Employee Retention Credit (ERC)

Moral of the ERC story:

DON’T PANIC! Don’t give up. Consult with a tax credit professional.

In August 2024, IRS activity recommenced. It (slowly) began processing some ERC refunds. And it began mailing waves of letters disallowing claims (Letter 105C or Letter 106C). Unfortunately, many of those disallowance letters were inaccurate or incorrect—even if the business owners didn’t know that. Many reacted as we all do when we receive a letter from the IRS telling us we did something wrong. They PANICKED! Or gave up. Which is what the IRS was hoping for.

Despite explicitly stating on the letter that there are 30 days to respond, the IRS clarified that you have 2 years to appeal the disallowance (and added some other food for thought).

In October 2024, the IRS issued even more disallowances (and also processed more refunds).

In November 2024, the IRS began issuing Letter 6612 with an accompanying Form 4564 (Information and Document Request aka “IDR”) for ERC claims that have not been paid. This pre-examination of claims has been expected, though it departs from the IRS’s historical approach of auditing tax claims after they’ve been processed.

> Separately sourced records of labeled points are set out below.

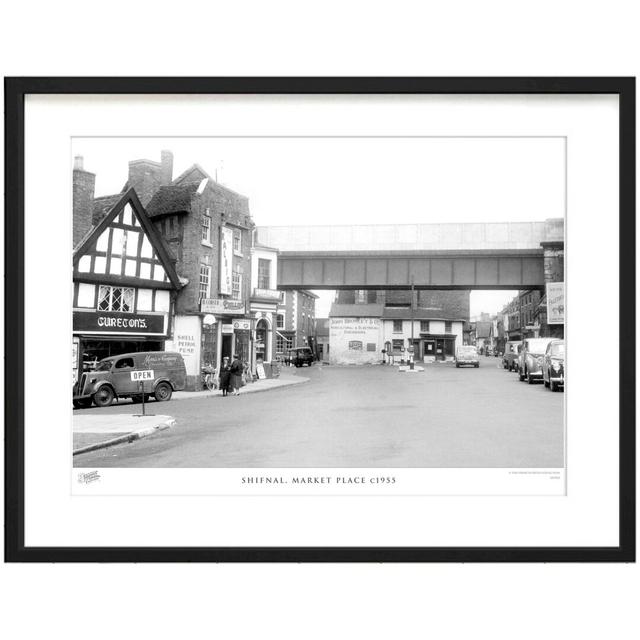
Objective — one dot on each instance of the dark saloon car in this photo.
(531, 358)
(510, 357)
(553, 366)
(300, 356)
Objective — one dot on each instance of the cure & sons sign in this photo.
(106, 322)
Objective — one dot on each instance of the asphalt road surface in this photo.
(368, 416)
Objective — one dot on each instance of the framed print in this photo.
(320, 319)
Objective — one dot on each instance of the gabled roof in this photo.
(203, 174)
(154, 237)
(173, 198)
(102, 205)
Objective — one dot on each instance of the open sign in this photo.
(140, 376)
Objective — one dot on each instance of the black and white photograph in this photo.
(319, 302)
(362, 311)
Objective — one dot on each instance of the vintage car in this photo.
(510, 356)
(467, 355)
(531, 358)
(299, 357)
(112, 378)
(553, 365)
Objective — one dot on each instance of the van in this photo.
(467, 355)
(300, 356)
(112, 378)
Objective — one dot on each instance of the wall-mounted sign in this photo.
(226, 260)
(267, 294)
(222, 306)
(111, 322)
(241, 325)
(555, 302)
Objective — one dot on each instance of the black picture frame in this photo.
(15, 91)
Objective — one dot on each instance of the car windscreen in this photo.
(537, 346)
(556, 350)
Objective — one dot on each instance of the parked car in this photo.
(300, 356)
(467, 355)
(112, 378)
(510, 356)
(553, 365)
(531, 359)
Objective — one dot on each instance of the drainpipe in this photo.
(411, 362)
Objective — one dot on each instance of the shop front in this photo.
(101, 334)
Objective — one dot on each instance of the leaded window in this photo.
(116, 299)
(236, 286)
(206, 227)
(264, 273)
(205, 281)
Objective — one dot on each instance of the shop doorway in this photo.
(262, 335)
(227, 346)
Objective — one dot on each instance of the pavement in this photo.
(93, 431)
(359, 416)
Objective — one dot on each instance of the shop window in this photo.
(264, 273)
(237, 242)
(115, 299)
(236, 286)
(206, 227)
(205, 281)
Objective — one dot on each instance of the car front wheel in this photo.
(163, 392)
(104, 396)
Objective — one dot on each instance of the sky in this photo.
(369, 180)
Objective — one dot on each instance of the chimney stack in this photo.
(147, 176)
(84, 184)
(166, 162)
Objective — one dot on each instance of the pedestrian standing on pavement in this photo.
(236, 375)
(225, 376)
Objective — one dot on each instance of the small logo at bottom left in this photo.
(86, 478)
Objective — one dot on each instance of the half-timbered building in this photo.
(124, 286)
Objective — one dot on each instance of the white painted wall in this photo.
(343, 331)
(260, 253)
(187, 341)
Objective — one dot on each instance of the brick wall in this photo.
(184, 238)
(83, 191)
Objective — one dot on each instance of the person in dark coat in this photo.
(236, 375)
(225, 376)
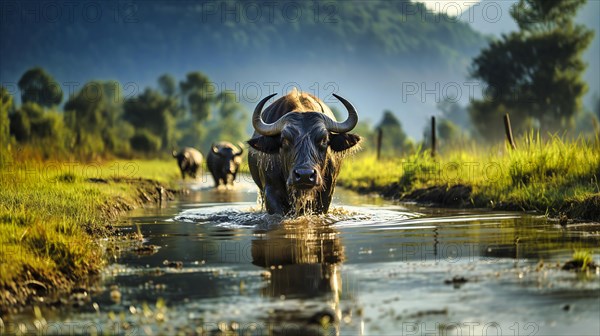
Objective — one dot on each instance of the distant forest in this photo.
(124, 34)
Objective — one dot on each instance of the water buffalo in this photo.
(298, 147)
(189, 161)
(223, 162)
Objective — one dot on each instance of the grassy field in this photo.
(52, 213)
(552, 176)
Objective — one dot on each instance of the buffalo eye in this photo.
(323, 143)
(285, 143)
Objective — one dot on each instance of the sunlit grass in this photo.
(51, 212)
(541, 174)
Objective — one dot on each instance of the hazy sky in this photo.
(450, 7)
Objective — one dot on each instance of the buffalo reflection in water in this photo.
(304, 263)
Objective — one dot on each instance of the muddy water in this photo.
(370, 267)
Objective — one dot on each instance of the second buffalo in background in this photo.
(223, 162)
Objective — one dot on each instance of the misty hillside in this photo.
(493, 17)
(369, 50)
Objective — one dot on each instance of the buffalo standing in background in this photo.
(189, 161)
(298, 147)
(223, 162)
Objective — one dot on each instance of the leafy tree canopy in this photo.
(37, 86)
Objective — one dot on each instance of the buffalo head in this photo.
(306, 142)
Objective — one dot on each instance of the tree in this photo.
(533, 74)
(167, 85)
(155, 113)
(95, 116)
(230, 122)
(395, 141)
(37, 86)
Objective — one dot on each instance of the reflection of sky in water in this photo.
(369, 266)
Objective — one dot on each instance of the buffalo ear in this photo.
(343, 141)
(265, 144)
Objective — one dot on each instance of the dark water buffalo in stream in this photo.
(223, 161)
(189, 161)
(298, 148)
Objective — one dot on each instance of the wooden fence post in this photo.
(432, 136)
(508, 130)
(379, 138)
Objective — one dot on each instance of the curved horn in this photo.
(241, 149)
(348, 124)
(260, 126)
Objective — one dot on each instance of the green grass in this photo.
(544, 175)
(51, 214)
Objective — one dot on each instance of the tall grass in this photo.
(51, 213)
(540, 174)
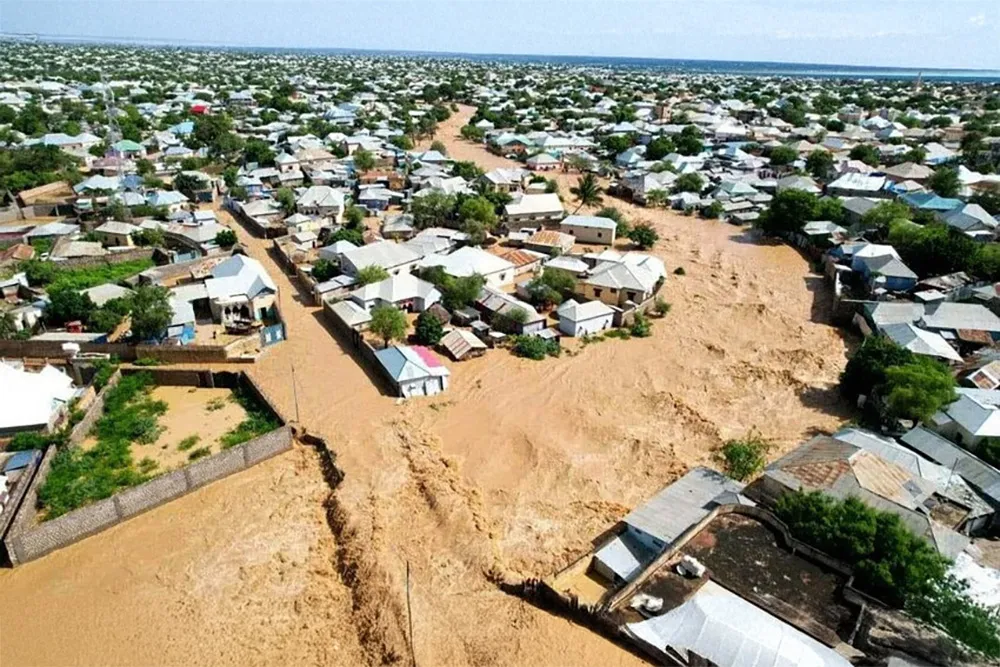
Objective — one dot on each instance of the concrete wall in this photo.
(28, 540)
(116, 258)
(27, 545)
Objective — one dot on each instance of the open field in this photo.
(506, 476)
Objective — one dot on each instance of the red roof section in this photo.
(429, 357)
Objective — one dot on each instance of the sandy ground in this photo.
(512, 472)
(188, 413)
(193, 583)
(207, 413)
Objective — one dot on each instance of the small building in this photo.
(413, 370)
(393, 257)
(590, 229)
(114, 233)
(404, 291)
(460, 344)
(544, 207)
(581, 319)
(240, 289)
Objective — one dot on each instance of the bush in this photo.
(428, 329)
(746, 457)
(533, 347)
(259, 420)
(226, 238)
(199, 453)
(323, 270)
(79, 477)
(643, 236)
(889, 561)
(35, 440)
(641, 326)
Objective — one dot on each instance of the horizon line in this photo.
(148, 42)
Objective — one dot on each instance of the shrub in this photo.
(259, 420)
(226, 238)
(746, 457)
(199, 453)
(323, 270)
(188, 442)
(643, 236)
(428, 329)
(641, 326)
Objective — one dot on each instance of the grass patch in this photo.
(259, 420)
(188, 442)
(54, 277)
(79, 477)
(199, 453)
(215, 404)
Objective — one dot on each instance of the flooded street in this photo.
(507, 476)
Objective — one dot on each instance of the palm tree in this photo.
(587, 192)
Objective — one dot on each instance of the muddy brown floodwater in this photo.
(507, 476)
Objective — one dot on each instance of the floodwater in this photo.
(506, 476)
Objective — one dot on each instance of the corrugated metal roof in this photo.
(687, 501)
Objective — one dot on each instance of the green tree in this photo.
(428, 329)
(259, 151)
(918, 389)
(782, 156)
(659, 148)
(432, 210)
(286, 200)
(745, 457)
(819, 163)
(613, 213)
(149, 238)
(151, 311)
(691, 182)
(388, 323)
(881, 216)
(643, 235)
(68, 305)
(323, 270)
(867, 370)
(945, 182)
(354, 217)
(789, 211)
(587, 191)
(364, 161)
(478, 209)
(371, 274)
(866, 153)
(225, 238)
(690, 141)
(187, 184)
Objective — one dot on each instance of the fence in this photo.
(27, 540)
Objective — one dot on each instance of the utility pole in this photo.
(114, 135)
(409, 614)
(295, 396)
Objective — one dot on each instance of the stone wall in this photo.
(35, 542)
(28, 540)
(114, 258)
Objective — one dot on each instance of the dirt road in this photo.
(507, 475)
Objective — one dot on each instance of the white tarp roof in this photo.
(730, 631)
(29, 399)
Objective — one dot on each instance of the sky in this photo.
(897, 33)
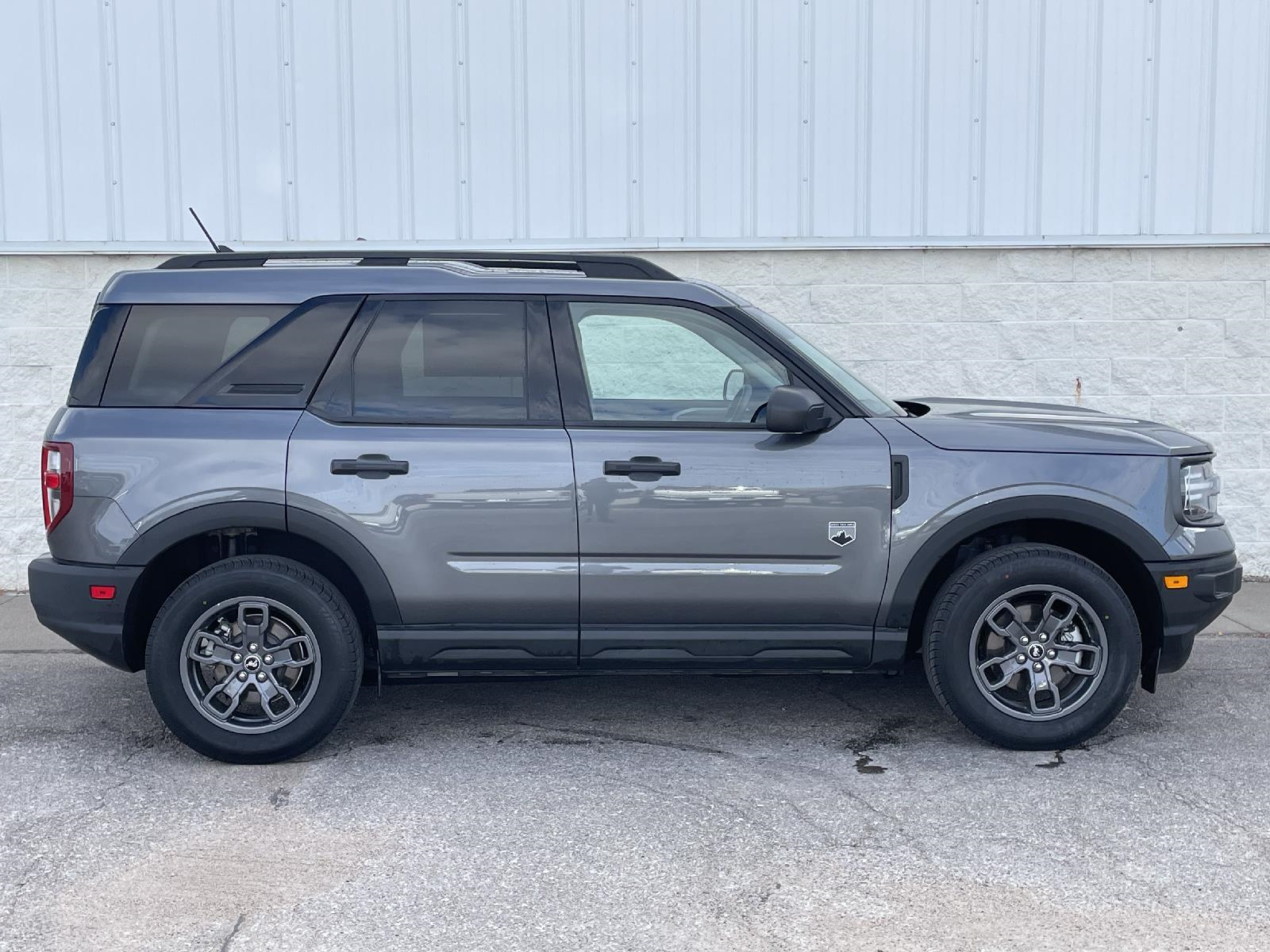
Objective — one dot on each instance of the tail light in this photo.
(57, 482)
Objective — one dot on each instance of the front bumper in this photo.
(60, 596)
(1210, 584)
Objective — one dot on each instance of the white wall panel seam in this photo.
(1149, 121)
(577, 120)
(806, 111)
(52, 121)
(229, 120)
(287, 133)
(4, 216)
(635, 69)
(749, 117)
(1261, 182)
(1035, 116)
(1090, 177)
(404, 122)
(171, 111)
(520, 122)
(692, 118)
(979, 120)
(946, 122)
(114, 149)
(1206, 140)
(465, 136)
(920, 222)
(864, 117)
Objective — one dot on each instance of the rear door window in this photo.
(444, 362)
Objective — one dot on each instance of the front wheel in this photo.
(1033, 647)
(254, 659)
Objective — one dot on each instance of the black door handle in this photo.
(370, 466)
(641, 469)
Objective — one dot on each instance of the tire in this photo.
(1019, 714)
(247, 634)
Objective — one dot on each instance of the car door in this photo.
(436, 442)
(706, 539)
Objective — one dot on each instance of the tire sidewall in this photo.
(950, 664)
(305, 593)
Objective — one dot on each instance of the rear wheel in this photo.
(254, 659)
(1033, 647)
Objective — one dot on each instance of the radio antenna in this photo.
(219, 249)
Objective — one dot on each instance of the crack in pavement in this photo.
(229, 939)
(630, 739)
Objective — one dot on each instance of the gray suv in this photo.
(281, 475)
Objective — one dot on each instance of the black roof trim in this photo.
(590, 266)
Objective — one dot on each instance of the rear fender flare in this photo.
(298, 524)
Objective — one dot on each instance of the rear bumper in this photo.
(60, 596)
(1210, 584)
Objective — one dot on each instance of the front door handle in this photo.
(370, 466)
(641, 469)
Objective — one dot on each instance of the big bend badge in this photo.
(842, 533)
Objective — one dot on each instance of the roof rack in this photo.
(590, 266)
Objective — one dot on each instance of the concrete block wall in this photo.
(1175, 334)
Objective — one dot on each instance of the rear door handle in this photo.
(370, 466)
(641, 469)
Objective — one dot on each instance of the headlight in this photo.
(1200, 488)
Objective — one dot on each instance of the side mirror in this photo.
(797, 410)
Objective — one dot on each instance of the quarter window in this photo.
(167, 351)
(662, 363)
(444, 362)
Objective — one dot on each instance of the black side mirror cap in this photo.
(797, 410)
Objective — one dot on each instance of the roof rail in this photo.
(590, 266)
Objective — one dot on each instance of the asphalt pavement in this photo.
(643, 812)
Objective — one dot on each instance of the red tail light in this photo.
(57, 482)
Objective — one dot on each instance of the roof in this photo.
(296, 277)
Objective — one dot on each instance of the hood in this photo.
(1041, 428)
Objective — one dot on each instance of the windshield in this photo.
(872, 401)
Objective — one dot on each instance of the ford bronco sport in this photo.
(277, 475)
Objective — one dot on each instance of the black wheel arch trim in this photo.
(272, 516)
(1079, 512)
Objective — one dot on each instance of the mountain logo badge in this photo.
(842, 533)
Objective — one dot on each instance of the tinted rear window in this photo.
(442, 361)
(165, 351)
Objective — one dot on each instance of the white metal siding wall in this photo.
(634, 122)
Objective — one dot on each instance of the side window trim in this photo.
(333, 397)
(575, 393)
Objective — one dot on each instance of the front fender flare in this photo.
(899, 615)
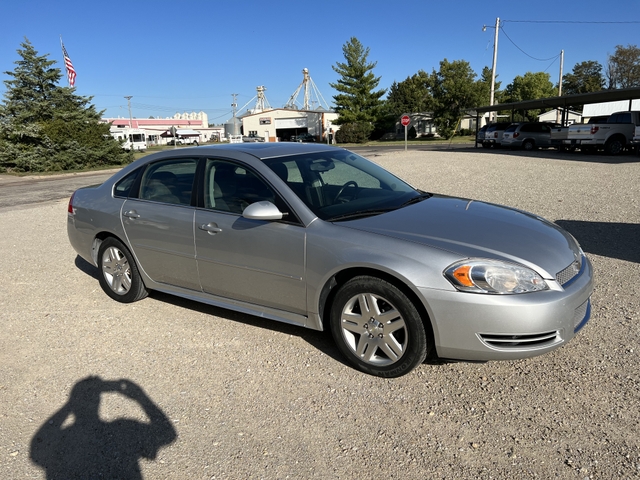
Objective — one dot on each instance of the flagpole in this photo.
(63, 59)
(68, 65)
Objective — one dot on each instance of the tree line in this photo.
(453, 89)
(46, 127)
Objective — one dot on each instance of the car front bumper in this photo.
(480, 327)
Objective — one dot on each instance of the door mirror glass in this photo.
(263, 210)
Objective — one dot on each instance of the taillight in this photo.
(70, 210)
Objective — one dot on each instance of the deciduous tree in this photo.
(454, 91)
(586, 77)
(623, 67)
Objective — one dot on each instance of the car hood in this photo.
(472, 228)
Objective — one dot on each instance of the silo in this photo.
(232, 127)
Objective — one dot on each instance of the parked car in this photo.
(493, 134)
(303, 137)
(252, 138)
(183, 141)
(320, 237)
(528, 136)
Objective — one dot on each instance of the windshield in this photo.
(339, 185)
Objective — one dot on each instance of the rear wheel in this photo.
(377, 328)
(119, 276)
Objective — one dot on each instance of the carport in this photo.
(562, 103)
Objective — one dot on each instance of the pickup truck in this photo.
(559, 134)
(612, 136)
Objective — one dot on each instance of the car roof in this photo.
(259, 150)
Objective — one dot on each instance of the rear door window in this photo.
(169, 181)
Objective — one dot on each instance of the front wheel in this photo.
(119, 276)
(377, 328)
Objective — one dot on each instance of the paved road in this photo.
(211, 394)
(20, 191)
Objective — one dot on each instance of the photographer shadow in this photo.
(76, 443)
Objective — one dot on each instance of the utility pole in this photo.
(560, 87)
(129, 97)
(495, 62)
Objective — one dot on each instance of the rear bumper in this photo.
(583, 141)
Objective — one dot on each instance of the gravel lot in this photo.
(229, 396)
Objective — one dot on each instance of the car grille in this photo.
(565, 276)
(581, 316)
(537, 340)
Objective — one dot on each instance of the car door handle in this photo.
(210, 228)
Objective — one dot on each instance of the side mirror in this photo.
(262, 211)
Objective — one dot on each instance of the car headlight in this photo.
(494, 277)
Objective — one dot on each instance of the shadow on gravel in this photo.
(86, 267)
(613, 240)
(588, 157)
(76, 443)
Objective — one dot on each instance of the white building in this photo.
(155, 127)
(280, 124)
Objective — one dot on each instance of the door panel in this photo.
(162, 240)
(159, 223)
(260, 262)
(254, 261)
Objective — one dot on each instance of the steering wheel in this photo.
(342, 189)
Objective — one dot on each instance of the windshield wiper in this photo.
(360, 214)
(419, 198)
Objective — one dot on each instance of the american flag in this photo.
(71, 72)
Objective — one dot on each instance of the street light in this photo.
(495, 61)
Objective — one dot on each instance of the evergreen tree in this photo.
(45, 127)
(357, 100)
(412, 95)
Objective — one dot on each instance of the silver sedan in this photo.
(320, 237)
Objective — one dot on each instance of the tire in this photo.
(615, 146)
(119, 276)
(377, 328)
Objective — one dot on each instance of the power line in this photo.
(534, 58)
(570, 21)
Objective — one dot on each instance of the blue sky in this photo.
(174, 56)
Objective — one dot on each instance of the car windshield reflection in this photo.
(341, 185)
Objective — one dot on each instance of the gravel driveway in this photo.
(211, 394)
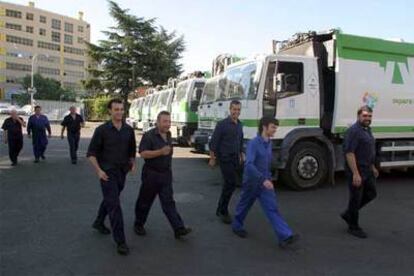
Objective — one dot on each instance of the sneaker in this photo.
(241, 233)
(357, 232)
(140, 230)
(289, 241)
(180, 232)
(100, 226)
(122, 249)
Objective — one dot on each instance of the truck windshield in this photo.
(238, 82)
(181, 91)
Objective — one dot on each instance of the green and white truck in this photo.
(184, 106)
(314, 85)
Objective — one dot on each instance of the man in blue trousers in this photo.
(257, 184)
(36, 129)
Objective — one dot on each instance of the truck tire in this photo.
(307, 166)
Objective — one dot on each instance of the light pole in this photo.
(32, 90)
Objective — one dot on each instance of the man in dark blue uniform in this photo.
(13, 135)
(112, 153)
(156, 149)
(37, 126)
(73, 122)
(359, 147)
(226, 146)
(257, 184)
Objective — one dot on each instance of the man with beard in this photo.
(359, 148)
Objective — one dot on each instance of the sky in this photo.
(246, 28)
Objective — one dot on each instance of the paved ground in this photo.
(46, 211)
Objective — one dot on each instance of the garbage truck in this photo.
(314, 84)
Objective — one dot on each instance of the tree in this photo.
(135, 53)
(47, 89)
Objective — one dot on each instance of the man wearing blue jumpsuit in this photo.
(36, 128)
(257, 185)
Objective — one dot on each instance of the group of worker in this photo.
(38, 129)
(112, 152)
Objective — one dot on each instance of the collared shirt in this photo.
(113, 148)
(360, 141)
(73, 124)
(227, 139)
(257, 167)
(13, 127)
(152, 140)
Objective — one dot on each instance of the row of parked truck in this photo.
(313, 83)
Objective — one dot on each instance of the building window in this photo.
(29, 16)
(14, 26)
(19, 40)
(68, 39)
(48, 71)
(13, 13)
(74, 62)
(73, 50)
(49, 46)
(55, 36)
(56, 24)
(18, 67)
(68, 27)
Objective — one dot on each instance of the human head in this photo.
(365, 115)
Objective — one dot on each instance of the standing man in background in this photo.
(359, 148)
(13, 135)
(112, 152)
(37, 126)
(73, 122)
(226, 146)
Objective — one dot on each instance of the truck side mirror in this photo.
(279, 82)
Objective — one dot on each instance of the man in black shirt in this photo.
(112, 153)
(13, 135)
(359, 147)
(226, 146)
(73, 122)
(156, 149)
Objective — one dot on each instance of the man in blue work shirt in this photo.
(257, 184)
(359, 148)
(227, 146)
(36, 129)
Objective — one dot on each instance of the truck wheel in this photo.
(307, 166)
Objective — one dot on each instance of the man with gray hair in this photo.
(13, 135)
(73, 122)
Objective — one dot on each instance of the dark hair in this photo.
(163, 113)
(235, 102)
(266, 121)
(364, 108)
(109, 106)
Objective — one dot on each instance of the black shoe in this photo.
(346, 218)
(140, 230)
(225, 218)
(100, 226)
(241, 233)
(289, 241)
(122, 249)
(182, 232)
(357, 232)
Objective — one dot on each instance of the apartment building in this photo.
(56, 42)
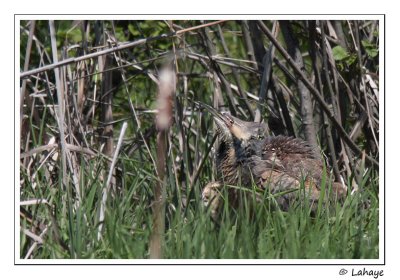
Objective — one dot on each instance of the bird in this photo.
(281, 165)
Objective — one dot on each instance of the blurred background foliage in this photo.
(231, 65)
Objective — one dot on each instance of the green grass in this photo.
(337, 230)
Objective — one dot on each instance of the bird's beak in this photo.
(226, 122)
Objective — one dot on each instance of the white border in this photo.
(200, 261)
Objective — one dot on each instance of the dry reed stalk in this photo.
(106, 188)
(60, 98)
(167, 88)
(316, 95)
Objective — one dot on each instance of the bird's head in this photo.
(230, 127)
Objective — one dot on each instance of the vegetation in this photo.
(81, 80)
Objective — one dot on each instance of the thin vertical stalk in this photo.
(106, 188)
(60, 98)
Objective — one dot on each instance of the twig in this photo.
(106, 188)
(60, 106)
(111, 50)
(316, 94)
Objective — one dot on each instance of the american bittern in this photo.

What happens next? Stay tuned…

What is going on with ERC these days? Well, for a while … nothing. Then around August 2024, things started to move again. But let’s back up.

ERC started in March 2020 as a stimulus to help businesses weather the COVID pandemic. By mid-2023, the IRS had processed 3.6 million ERC claims—but they realized they had no way of distinguishing legitimate claims from invalid ones. In September 2023, the IRS instituted a “moratorium” on processing ERC claims.

But that was just a media spectacle. Really, the IRS needed to buy time to figure things out: to train agents on this complex program, to put systems in place to effectively and efficiently process ERC claims, to high-level understand what they knew and didn’t know. The IRS began calling it fraud and putting ERC at the top of its “dirty dozen” list. And the media followed along.

In January 2024, the House passed legislation that would pre-maturely end all ERC claims on January 31st and extend the IRS’s audit window. A LOT of claims were filed. The Senate sat on the bill—the joke was on the small and mid-sized businesses once again.

As recently as June 2024, the IRS said most claims have an “unacceptable risk of ineligibility”. But … they had a plan. We will disallow 10% that carry a high risk of being invalid and process 10% that carry a low risk of ineligibility. And then we’ll tackle the ones in the middle.